StreamExecutionEnvironment streamExecEnv = StreamExecutionEnvironment.getExecutionEnvironment(); DeserializationSchema<SomeObject> deserializer = (...); SourceFunction<SomeObject> pubsubSource = PubSubSource.newBuilder() .withDeserializationSchema(deserializer) .withProjectName("project") .withSubscriptionName("subscription") .build(); streamExecEnv.addSource(pubsubSource);
PubSub Sink #
PubSubSink has a builder to create PubSubSinks.
This builder works in a similar way to the PubSubSource.
DataStream<SomeObject> dataStream = (...); SerializationSchema<SomeObject> serializationSchema = (...); SinkFunction<SomeObject> pubsubSink = PubSubSink.newBuilder() .withSerializationSchema(serializationSchema) .withProjectName("project") .withSubscriptionName("subscription") .build() dataStream.addSink(pubsubSink);
Google Credentials #
Google uses Credentials to authenticate and authorize applications so that they can use Google Cloud Platform resources (such as PubSub).
Both builders allow you to provide these credentials but by default the connectors will look for an environment variable: GOOGLE_APPLICATION_CREDENTIALS which should point to a file containing the credentials.
If you want to provide Credentials manually, for instance if you read the Credentials yourself from an external system, you can use
Integration testing #
When running integration tests you might not want to connect to PubSub directly but use a docker container to read and write to. (See: PubSub testing locally)
The following example shows how you would create a source to read messages from the emulator and send them back:
String hostAndPort = "localhost:1234"; DeserializationSchema<SomeObject> deserializationSchema = (...); SourceFunction<SomeObject> pubsubSource = PubSubSource.newBuilder() .withDeserializationSchema(deserializationSchema) .withProjectName("my-fake-project") .withSubscriptionName("subscription") .withPubSubSubscriberFactory(new PubSubSubscriberFactoryForEmulator(hostAndPort, "my-fake-project", "subscription", 10, Duration.ofSeconds(15), 100)) .build(); SerializationSchema<SomeObject> serializationSchema = (...); SinkFunction<SomeObject> pubsubSink = PubSubSink.newBuilder() .withSerializationSchema(serializationSchema) .withProjectName("my-fake-project") .withSubscriptionName("subscription") .withHostAndPortForEmulator(hostAndPort) .build(); StreamExecutionEnvironment env = StreamExecutionEnvironment.getExecutionEnvironment(); env.addSource(pubsubSource) .addSink(pubsubSink);
At least once guarantee #
There are several reasons why a message might be send multiple times, such as failure scenarios on Google PubSub’s side.
Another reason is when the acknowledgement deadline has passed.
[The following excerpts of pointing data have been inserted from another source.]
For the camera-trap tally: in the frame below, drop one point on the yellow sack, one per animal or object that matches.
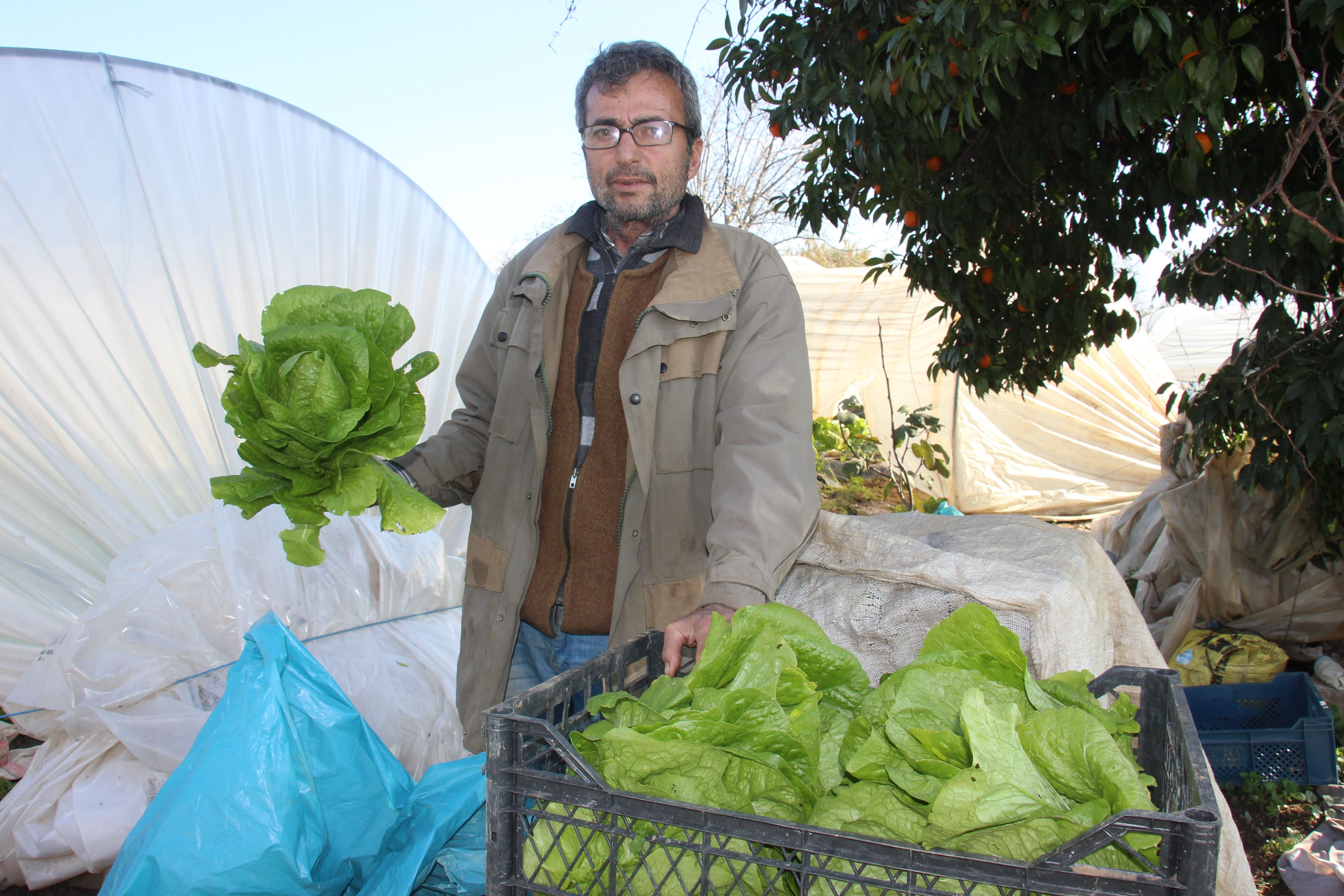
(1220, 657)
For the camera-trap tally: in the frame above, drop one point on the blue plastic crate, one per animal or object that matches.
(1280, 729)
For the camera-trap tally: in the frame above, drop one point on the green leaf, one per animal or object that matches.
(1241, 27)
(1162, 19)
(1081, 761)
(976, 625)
(1253, 61)
(207, 356)
(869, 809)
(1143, 31)
(302, 547)
(316, 402)
(992, 734)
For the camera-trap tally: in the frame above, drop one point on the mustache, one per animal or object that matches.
(632, 171)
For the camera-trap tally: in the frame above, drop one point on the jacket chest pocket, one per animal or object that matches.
(685, 436)
(693, 356)
(511, 340)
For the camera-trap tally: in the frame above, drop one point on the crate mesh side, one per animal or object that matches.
(578, 852)
(572, 839)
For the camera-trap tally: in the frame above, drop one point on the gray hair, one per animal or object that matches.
(616, 65)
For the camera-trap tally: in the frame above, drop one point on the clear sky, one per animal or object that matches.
(474, 101)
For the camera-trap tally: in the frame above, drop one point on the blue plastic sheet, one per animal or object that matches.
(288, 790)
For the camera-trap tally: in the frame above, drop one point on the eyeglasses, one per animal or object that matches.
(647, 134)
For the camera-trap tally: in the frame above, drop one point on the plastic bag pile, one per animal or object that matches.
(962, 749)
(130, 686)
(312, 800)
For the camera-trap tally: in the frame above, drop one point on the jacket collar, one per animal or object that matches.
(689, 277)
(682, 232)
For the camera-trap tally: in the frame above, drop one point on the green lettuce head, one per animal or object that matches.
(315, 404)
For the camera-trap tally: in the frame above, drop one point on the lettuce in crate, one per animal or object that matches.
(315, 405)
(963, 750)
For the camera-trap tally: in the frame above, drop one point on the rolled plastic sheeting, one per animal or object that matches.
(127, 688)
(311, 799)
(146, 209)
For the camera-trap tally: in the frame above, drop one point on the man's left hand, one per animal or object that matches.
(691, 631)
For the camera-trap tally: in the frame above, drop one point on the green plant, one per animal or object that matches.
(315, 404)
(914, 454)
(1271, 796)
(846, 437)
(962, 749)
(1030, 144)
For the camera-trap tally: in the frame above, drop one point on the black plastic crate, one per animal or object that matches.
(1279, 729)
(537, 781)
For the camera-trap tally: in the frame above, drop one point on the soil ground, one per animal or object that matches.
(1265, 835)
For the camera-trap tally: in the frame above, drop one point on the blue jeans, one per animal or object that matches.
(538, 657)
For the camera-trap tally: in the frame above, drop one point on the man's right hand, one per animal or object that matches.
(691, 631)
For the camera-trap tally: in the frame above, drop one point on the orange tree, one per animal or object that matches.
(1026, 146)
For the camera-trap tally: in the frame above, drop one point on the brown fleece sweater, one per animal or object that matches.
(586, 569)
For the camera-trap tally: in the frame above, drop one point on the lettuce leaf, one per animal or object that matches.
(869, 809)
(315, 405)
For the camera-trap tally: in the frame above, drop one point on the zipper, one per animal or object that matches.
(575, 475)
(546, 395)
(620, 526)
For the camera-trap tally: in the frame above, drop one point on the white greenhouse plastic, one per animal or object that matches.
(146, 209)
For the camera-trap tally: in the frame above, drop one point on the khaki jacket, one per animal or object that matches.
(721, 479)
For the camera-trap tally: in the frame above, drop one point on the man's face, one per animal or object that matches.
(636, 183)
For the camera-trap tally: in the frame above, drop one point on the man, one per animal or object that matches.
(636, 438)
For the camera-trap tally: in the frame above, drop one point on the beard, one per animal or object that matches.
(654, 210)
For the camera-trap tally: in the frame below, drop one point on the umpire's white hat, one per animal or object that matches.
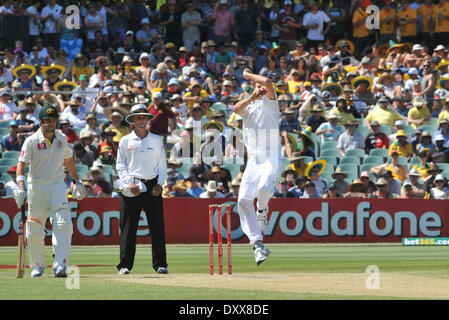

This is the time between receiving the message and acknowledging the message. The PubSubSource will only acknowledge a message on successful checkpoints to guarantee at-least-once. This does mean if the time between successful checkpoints is larger than the acknowledgment deadline of your subscription messages will most likely be processed multiple times.
For this reason it’s recommended to have a (much) lower checkpoint interval than acknowledgement deadline.
See PubSub for details on how to increase the acknowledgment deadline of your subscription.
Note: The metric
PubSubMessagesProcessedNotAcked shows how many messages are waiting for the next checkpoint before they will be acknowledged.
The sink function buffers messages that are to be send to PubSub for a short amount of time for performance reasons. Before each checkpoint this buffer is flushed and the checkpoint will not succeed unless the messages have been delivered to PubSub.